V.

A Monsieur Monsieur le Comte de La Vauguyon[1], à Tonneins.

à [par] Bourdeaux.
Monsieur,

Il faudroit ressusciter feu Monsieur le Marquis du Bois de la Motte, le plus habile genealogiste que nous eussions[2], pour pouvoir contenter pleinement vostre curiosité ; encore ne sçai-je si, avec toute son habiteté il eust pu satisfaire toutes vos questions. Pour moi, qui me suis plus attaché à l’histoire generale, qu’aux genealogies, j’ai eu beau passer plusieurs jours à feuilleter tout ce que j’ai de mémoires genealogiques, je n’ai rien trouvé qui ait pu m’instruire sur ce que vous demandez. Il ne reste que deux articles sur lesquels je ne demeurerai pas dans le silence, comme sur les autres. Le premier, est au sujet des armes de Rochereul. J’ai un manuscrit qui a appartenu à René de Rochereul, escuier, seigneur de la Hadière, d’Onglepied, Longbresson, etc., en 1577, qui a dessiné ses armes sur le premier feuillet, de sa propre main, qui sont de… [ces points et les suivants ont été laissés par Dom Lobineau] semé de coquilles de… au franc cartier de… à trois poignards de… en pal, la pointe en haut ; et pour supports deux lions leopardez[3]. L’autre article regarde mon troisième volume. Sur quoi je aurai l’honneur de vous dire que je ai de quoi faire 3 volumes de supplement et de continuation, que je ne me presse point de les faire imprimer et que j’attens sur cela que Mrs  des Estats parlent[4].

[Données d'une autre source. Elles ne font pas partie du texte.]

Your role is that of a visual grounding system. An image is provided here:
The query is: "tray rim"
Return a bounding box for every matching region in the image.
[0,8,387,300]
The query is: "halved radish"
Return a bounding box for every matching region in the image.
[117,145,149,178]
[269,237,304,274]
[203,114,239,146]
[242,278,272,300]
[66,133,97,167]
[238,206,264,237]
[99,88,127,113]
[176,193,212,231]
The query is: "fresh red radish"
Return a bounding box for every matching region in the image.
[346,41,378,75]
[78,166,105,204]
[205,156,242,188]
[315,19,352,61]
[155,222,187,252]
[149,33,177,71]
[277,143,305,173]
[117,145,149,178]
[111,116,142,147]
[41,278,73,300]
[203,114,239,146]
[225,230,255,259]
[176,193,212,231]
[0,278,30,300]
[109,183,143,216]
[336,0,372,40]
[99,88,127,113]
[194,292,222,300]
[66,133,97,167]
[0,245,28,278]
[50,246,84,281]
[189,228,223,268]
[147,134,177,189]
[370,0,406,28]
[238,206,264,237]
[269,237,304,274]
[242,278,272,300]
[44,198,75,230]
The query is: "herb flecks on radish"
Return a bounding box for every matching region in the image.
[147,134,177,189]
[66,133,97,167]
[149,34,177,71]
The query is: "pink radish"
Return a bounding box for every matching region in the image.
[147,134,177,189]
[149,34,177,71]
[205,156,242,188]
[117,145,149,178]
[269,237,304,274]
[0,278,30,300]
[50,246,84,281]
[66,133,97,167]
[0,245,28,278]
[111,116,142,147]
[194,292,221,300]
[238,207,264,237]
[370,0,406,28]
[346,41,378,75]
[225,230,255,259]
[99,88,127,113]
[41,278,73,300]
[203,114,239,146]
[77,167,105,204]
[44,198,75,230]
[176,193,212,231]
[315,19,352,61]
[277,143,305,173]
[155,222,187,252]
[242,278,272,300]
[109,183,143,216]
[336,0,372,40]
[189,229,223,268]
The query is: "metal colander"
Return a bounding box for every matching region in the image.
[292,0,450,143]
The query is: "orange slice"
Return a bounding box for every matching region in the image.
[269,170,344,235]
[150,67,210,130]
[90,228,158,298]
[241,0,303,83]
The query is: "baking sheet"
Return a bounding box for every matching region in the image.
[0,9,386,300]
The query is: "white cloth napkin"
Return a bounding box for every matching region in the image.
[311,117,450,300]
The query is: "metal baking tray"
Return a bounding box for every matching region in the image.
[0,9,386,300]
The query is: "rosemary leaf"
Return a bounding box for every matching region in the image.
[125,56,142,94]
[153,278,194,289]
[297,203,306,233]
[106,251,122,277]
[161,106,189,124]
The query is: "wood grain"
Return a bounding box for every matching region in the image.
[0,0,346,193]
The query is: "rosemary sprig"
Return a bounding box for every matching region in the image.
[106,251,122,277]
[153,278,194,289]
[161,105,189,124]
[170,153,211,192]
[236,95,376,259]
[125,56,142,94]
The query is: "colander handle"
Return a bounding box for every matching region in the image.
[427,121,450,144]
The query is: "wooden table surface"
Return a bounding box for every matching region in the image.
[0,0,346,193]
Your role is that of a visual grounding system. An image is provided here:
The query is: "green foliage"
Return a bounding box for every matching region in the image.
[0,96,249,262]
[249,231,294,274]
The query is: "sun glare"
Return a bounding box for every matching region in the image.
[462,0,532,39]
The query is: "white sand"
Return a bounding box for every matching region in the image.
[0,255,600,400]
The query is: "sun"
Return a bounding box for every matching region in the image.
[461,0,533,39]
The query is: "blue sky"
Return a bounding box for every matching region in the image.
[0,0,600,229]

Je suis avec le plus parfait respect, Monsieur, vostre tres humble et tres obéissant serviteur.

G.-A. Lobineau.
Rennes, 30 decembre 1714.
  1. C’était Nicolas de Quelen de Stuer de Caussade, prince de Carency, comte de la Vauguyon, de Quelen et du Broutay, marquis de Saint-Mégrin, vicomte de Calvignac, vidame de Sarlat, baron de Tonneins, Gratteloup, Villeton, La Gruère (en Agenais), de Chalus, en Limousin), second baron de Quercy, seigneur de Varaignes, Quelneuc, la Chenaye, etc. Il était fils de Barthelemi de Quelen, comte de la Vauguyon, lieutenant général des armées du roi et de Marie de Stuer de Caussade, princesse de Carency. Le Moréri, l’article Quelen (édition de 1759), prodigue ainsi les louanges extrêmes au correspondant de Dom Lobineau : « illustre par sa piété, par son esprit, par les connaissances les plus sublimes, et par sa magnificence. »
  2. Ne trouvant rien sur le marquis du Bois de la Motte, je me suis adressé à un de ses émules d’aujourd’hui, un des plus habiles que nous ayons, M. le marquis de Boisgelin, et ce guide aimable autant que sûr veut bien m’apprendre que c’était Jean-François de Cahideuc, qui devint seigneur du Bois de la Motte par sa mère. Ce merveilleux généalogiste naquit en 1640 et mourut on ne sait trop en quelle année. Son père était mort en 1680 et son fils naquit en 1673.
  3. D’après le Nobiliaire de Bretagne de Potier de Courcy (seconde édition, tome II, p. 348), la famille de Rochereul aurait été déboutée en 1669 de sa prétention à la noblesse. Comment Dom Lobineau ignorait-il cette circonstance assez voisine de lui ? Il est vrai que, même quand on est un Bénédictin des plus érudits, on ne peut pas tout savoir.
  4. Ni le troisième volume, ni le Supplément ne parurent jamais, et Dom Lobineau ne publia que l’Histoire des saints de la province de Bretagne (1723, 2 vol. in-fo) et les trois derniers volumes de l’Histoire de la ville de Paris (1725, in-fo) commencée par Dom Félibien, auteur des deux premiers volumes de la fin de 1714 jusqu’à l’époque de sa mort (3 juin 1727). Notons que tous les biographes, y compris l’auteur du si utile Dictionnaire historique de la France, font naître Dom Lobineau en 1666. Or, M. A. de la Borderie (Éloge historique déjà cité) a prouvé, d’après l’acte de baptême par lui retrouvé, que Dom Lobineau naquit le 9 octobre 1667.